Lucia Perez: Argentina court convicts two in femicide case

The rape and murder of the 16-year-old girl fuelled a movement across Latin America demanding an end to violence against women.

A banner that reads 'Not another (woman) less' is placed on the fence of Argentina's Congress
Perez's 2016 murder became a symbol of the Ni Una Menos (Not One Less) movement to demand action on femicide [File: Marcos Brindicci/Reuters]

A court in Argentina has convicted two men for the rape and murder of 16-year-old Lucia Perez in 2016, a case that has become emblematic of a movement to fight against violence towards women and girls in the region.

Perez’s murder in Mar del Plata ignited widespread anger in Argentina and become a symbol of the Ni Una Menos (Not One Less) movement to demand action on femicide.

The movement began in Argentina in 2015 and has spread through Latin America, where at least 4,473 women were murdered in 2021, according to the Economic Commission for Latin America and the Caribbean.

Matias Farias was convicted on Thursday to life in prison for sexual abuse, supplying narcotics and femicide. The court determined Juan Pablo Offidani was an accessory to the crime and sentenced him to eight years.

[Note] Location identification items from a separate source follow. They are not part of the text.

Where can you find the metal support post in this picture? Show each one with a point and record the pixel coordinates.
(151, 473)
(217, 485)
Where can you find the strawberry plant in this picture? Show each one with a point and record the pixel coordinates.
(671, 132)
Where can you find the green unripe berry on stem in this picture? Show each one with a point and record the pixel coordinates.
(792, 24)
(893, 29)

In November 2018, the two men were convicted of drug dealing but the rape and femicide charges were thrown out because judges determined it could not be established whether there had been consent.

The ruling caused outrage and was annulled in 2020 by an appeals court for “lack of gender perspective” and “incompatibility” with international human rights law.

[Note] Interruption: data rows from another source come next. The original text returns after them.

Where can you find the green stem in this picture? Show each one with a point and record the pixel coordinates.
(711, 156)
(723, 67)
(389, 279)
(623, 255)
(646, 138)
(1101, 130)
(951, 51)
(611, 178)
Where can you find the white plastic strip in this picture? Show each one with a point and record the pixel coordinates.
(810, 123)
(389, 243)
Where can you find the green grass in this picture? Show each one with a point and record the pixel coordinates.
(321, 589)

Argentina’s President Alberto Fernandez visited Perez’s family on International Women’s Day this year. On Twitter, he called for justice in the case and criticised the country’s justice system for what he called a lack of gender perspective in the previous trial.

“In the name of all of the other girls who we are also missing, we are not going to permit impunity,” Fernandez said.

Marta Montero, Perez’s mother, told Al Jazeera last year that her daughter’s absence was still painful. “Your soul hurts. You feel it in your body. Your body hurts. It is just terrible,” she said.

But Montero promised to keep fighting for justice. She and her husband, Guillermo Perez, started an NGO that tracks femicides as well as advocates for the victims.

“We have had incredible support, not just in Mar del Plata but across the country. And we never stopped fighting,” Montero said in 2022. “That’s very important. Not just that the family doesn’t stop fighting but that they believe in what they’re fighting for.”